I cleaned the magnet wire with a Q tip and rubbing alcohol, used zip ties to hold the loose stator wire where I wanted it, then some JBweld to hold it out of the way of the rotor and after it cured removed the zip ties.

I very much dislike using steel as a conductor in charging paths, so instead of the tall 10mm hex nut on the 6mm stud from rectifier plate, I stacked 4 4mm thick copper bars cut to size that rest on the rectifier, and pass current to my thick walled tinned ring terminal and thick cabling to my TPPL AGM group 31 battery.

20200720_175758.jpg
20200720_180228.jpg


I bypassed the In engine computer voltage regulator with a 10 Ohm 50 watt resistor oin between the original wiring to the field terminals, and use an adjustable voltage external voltage regulator to control the alternator output to achieve the voltage I want, for best battery charging, not MPG's.

To eliminate the steel nut and bolt which formerly passed field current to the one brush that is not grounded, I made a copper nut for the ring terminal for the field wire from voltage regulator. The other field terminal, with the steel nut, well that brush is now grounded under the end cap to alternator body where the capacitor mounts to it.

20200720_175849.jpg


I got it reinstalled in my engine bay, and this morning, with 84 of the 103Ah removed from my group 31 AGM battery, started my engine. The alternator does make its 120 amp rating at about 1300 rpm, and while I did not get it fully heatsoaked, measuring only 160F on the stator, At Idle speed it appears it can produce 10 more amps than it could before, and 20+ more amps than the replacement Nippondenso clone alternator could when hot at the same rpm.

So mission accomplished, for the price of the copper bars of which I have a lot left of, and a new capacitor I have a fully functioning alternator again that seems to be more heat tolerant than before.

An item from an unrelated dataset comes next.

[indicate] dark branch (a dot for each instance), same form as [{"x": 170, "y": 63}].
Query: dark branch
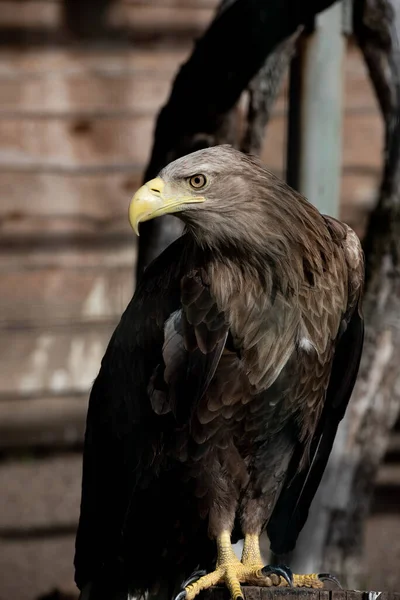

The stacked copper bars where my ring terminal mates, in direct contact with the aluminum rectifier plate is an area of concern, I was not aware these two metals should not should not be in contact with each other. However there was a tiny thin copper bridge between the two rectifier plates before, that showed no sign of galvanic corrosion in my often salt air environment, so perhaps it is a non issue.

I now have a back up alternator too, but want to remove my useless AC compressor and replace it with the alternator, as 120 amps is not enough to bring my well depleted group 31 AGM battery to 14.7v instantly, and this battery laughs at such charging rates, when ambient temperatures are 80f or below.

I voided the warranty on the new Malaysian assembled NipponDenso clone alternator bought 7 months ago, to have a look under the tailcap.
20200720_222203.jpg

I see little that I could do to improve heat dissipation or reduce electrical resistance. I did not remove the brush holder, but I can hear the brushes riding on the slip rings when spinning the pulley by hand. I could not hear this with the other alternator and its polished slip rings, but perhaps could after a few thousand miles.